Making artificial intelligence (AI) work in banks requires a combination of roles and skill sets: data scientists, data engineers, ML engineers, software developers, subject matter experts, quants, model risk analysts, policy and governance managers to name but a few.
Bringing these skill sets together requires meticulous management and a board that understands the challenges and opportunities of deploying AI. Although there is evidence of people working in AI in banks with decades worth of experience this is still a relatively new field. This can mean that there is little consistency in nomenclature across the banks, let alone a single view of best practice.
In this report, research firm Evident tracks the broad groups of people who make up the AI ecosystem inside our featured banks to try to make sense of the evolving talent stack.
15 points
1. The 60 largest North American and European banks and payment providers employ at least 46,000 people in the “AI & Data Core” (AI development, data engineering and governance & ethics roles), with as many as 100,000 global banking roles (including Implementation, Quants and Model Risk) involved in bringing AI to market.
2. Even as banks cut jobs and institute hiring freezes they continue to invest in AI. AI & Data Core net staff numbers are up 4% from October 2022 to March 2023 – and 40% of AI staff started in their role since January 2022 3. J.P. Morgan has the most AI staff. They employ over 10% of the total and continue to accelerate. Between February and April 2023, they advertised for ~20% of all the AI & Data Core jobs posted by banks.
4. However, Capital One is the leading bank on AI talent density, with the highest proportion of its staff working in AI (in line with payment providers like PayPal, Visa).
5. In Europe Evident sees key banks rising to the challenge: BNP Paribas ranks #5 in terms of overall number of AI & Data Core staff, and ABN Amro and ING Groep are 2nd and 3rd banks for talent density. Deutsche, BNP Paribas and Barclays are all in the top 5 for current AI recruitment.

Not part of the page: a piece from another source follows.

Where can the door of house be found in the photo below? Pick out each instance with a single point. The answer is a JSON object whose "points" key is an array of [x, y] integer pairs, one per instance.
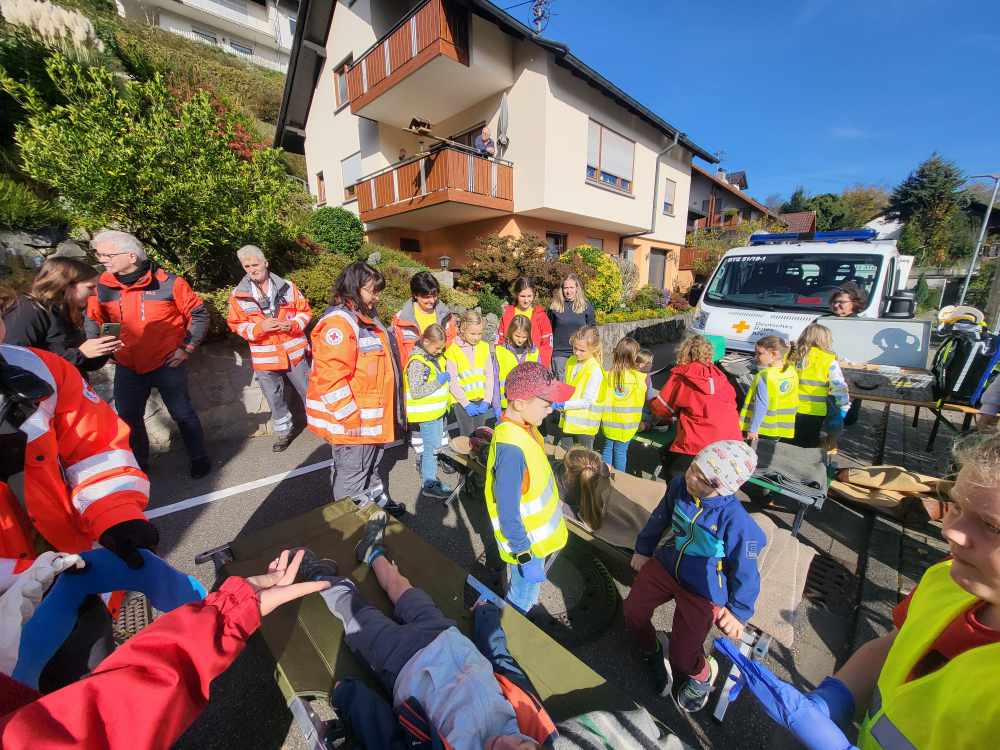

6. New York is the global center for AI talent, as measured by number of staff, followed by London, Toronto, Bengaluru and Paris. India has 3 cities in the Top 10, as does the US. London’s second place is fragile: for AI & Data Core only (i.e. without Quants) London ranks fourth, with Toronto and Paris moving up.
7. India is 2nd to the US in terms of total AI staff numbers, concentrated in six major cities largely driven by historic IT offshoring decisions. 8. Different models of AI staff deployment are emerging. Canadian banks are centralised in Toronto (making it the world centre for AI and Data Core staff) whereas US banks are far more dispersed: Wells Fargo has AI-related staff in over 100 cities, likely reflecting legacy as much as strategy.
9. In most markets, domestic banks employ the majority of domestic AI talent. The UK is unique in that US banks employ more AI talent in London and employ more alumni from leading universities than domestic players. 10. Poaching from other banks is the largest source of AI talent for banks. US banks have a small net inflow, partially at the expense of UK banks. However, most poaching is within markets rather than between them. Wells Fargo, RBC, BNP Paribas and HSBC lead net inflows in their respective markets.
11. Consultancies like Tata and Accenture are the largest source of AI talent from outside the industry. Most staff who leave a bank go to other banks but, on a very limited data set, Amazon is the largest external hirer. 12. The University of Toronto has more alumni in the industry than any other university.
13. North American organizations have led on building research teams to spearhead their AI strategy, at least partially based on inspiration from bigtech. J.P. Morgan’s research dominance is being challenged by Ant Financial, with RBC, Visa and CapitalOne also showing strong momentum in this space.
14. Despite the explosion of interest in Generative AI, fewer than 2% of recent AI Development Job Descriptions explicitly referenced skills in Generative AI, Large Language Models (LLMs) or ChatGPT.
15. Nor is there evidence that banks are increasing investment in Responsible AI talent – even as the environment on this matter turns serious and regulation looms. Just two banks explicitly recruited for Responsible AI roles between February and April 2023.